Here’s one example of how detection analytics might work: A procurement request made at 3 a.m. in Singapore by an employee based in London could be flagged as questionable. But the security system could check a corporate travel app and see that the employee had a flight and hotel booked in Singapore and then approve the procurement.
Or, a totally different result might occur, depending on corporate policies, such as requiring a manager’s approval for the procurement.
Detection products
Detection products are abundant and are being updated with the newest technology by nearly every security vendor, analysts said. “There are well over a hundred vendors in this space, including all the major names like McAfee, Cisco and Symantec, down to newer ones like Phantom,” Ayoub said.
These products are deployed in the U.S. mainly by large banks, retailers, technology and defense-related companies, Litan said. Small and mid-tier companies have the option of hiring a managed service provider to provide detection services as part of a larger package of security products. Such service providers include large telecommunications companies, but also smaller cybersecurity firms like Cybereason and Crowdstrike, among others.
Gartner divides the detection technologies used by enterprises into three relatively new markets that incorporate advanced analytics. Endpoint [threat] detection and response (EDR) was more than a $600 million market in the U.S. in 2016. User and entity behavior analytics (UEBA) was a $100 million market last year. Network traffic analysis (NTA) is a third new area, but Gartner didn’t provide an estimate for the size of that market.
These newer detection markets can be compared to a much larger but older detection technology market called security information and event management (SIEM), which Gartner said reached about $1.6 billion in U.S. revenues in 2016. The major distinction between SIEM and the newer technologies is that SIEM is rules based, while newer detection systems rely on advanced analytics which typically, but not always, include machine learning software, Litan said.
Advice to security teams
A combination of newer detection tools with older prevention tools is how large enterprises are typically addressing their security needs.
“With security, there’s always room for improvement, and you’ll never solve all security problems,” Litan said. “You can’t only have prevention. You have to have detection, but there’s no silver bullet.”
Jack Gold, an analyst at J. Gold Associates, agreed. “It’s not really one or the other,” Gold said. “If you can find a hack quickly and shut it down, then you’ve essentially prevented a breach. The best approach is one that’s layered with both prevent and detect. Just to have one or the other isn’t as secure as deploying both. Many vendors are moving in that direction as well.”
Juniper’s Moar said it is “vital” for enterprises to have a detection tool that works well with their prevention and mediation software.
“Having a tool that shows threats is useless if you can’t counter those threats,” Moar said. “Software that seeks out new connections on the company network, making them visible to security detection and remediation, eliminates this problem.”
Before a company buys detection products, Litan said there are a series simple steps that can be taken to tighten up systems.

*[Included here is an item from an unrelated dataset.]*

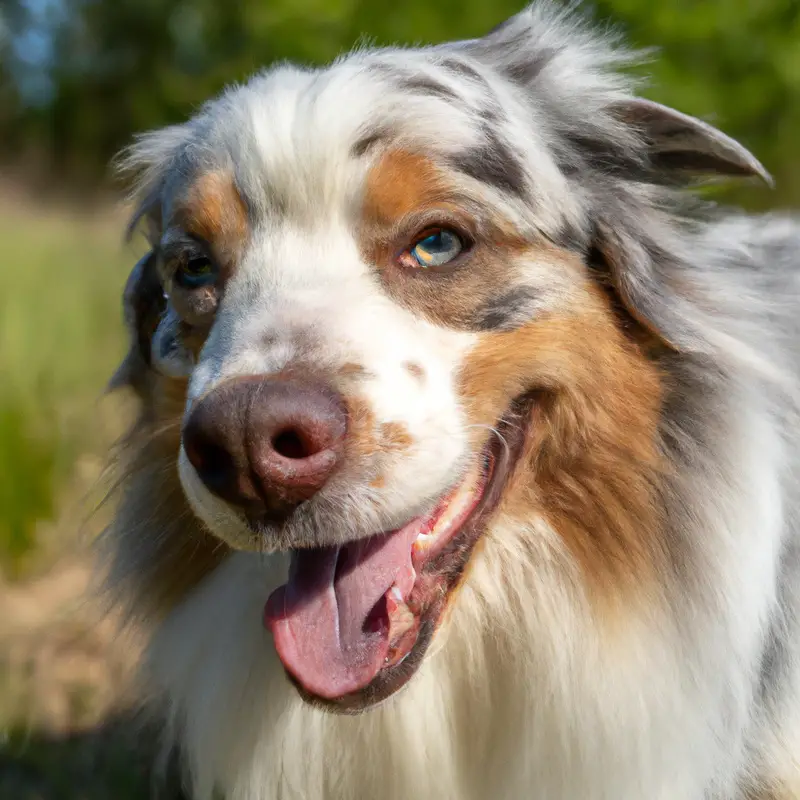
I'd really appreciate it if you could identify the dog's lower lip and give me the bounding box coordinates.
[265,398,532,713]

That includes what may seem obvious: remove administrator privileges from end user accounts so that malware can’t be distributed throughout a system.
“There’s a lot you can do before spending more on detection as you wait for vendors to get smarter. My main piece of advice is you make sure you work closely with the vendors and make sure you have their current version,” Litan said.
Litan said vendors are working on developing automated detection tools that may eventually reduce a company’s heavy reliance on security analysts to track attacks.
Even so, Ayoub said security remains an ever-expanding field that will continue to rely on people power. “If a security event happens, a company will start collecting data around it, which still requires certain skill sets that aren’t generally available. We still need security analysts to track this stuff down.”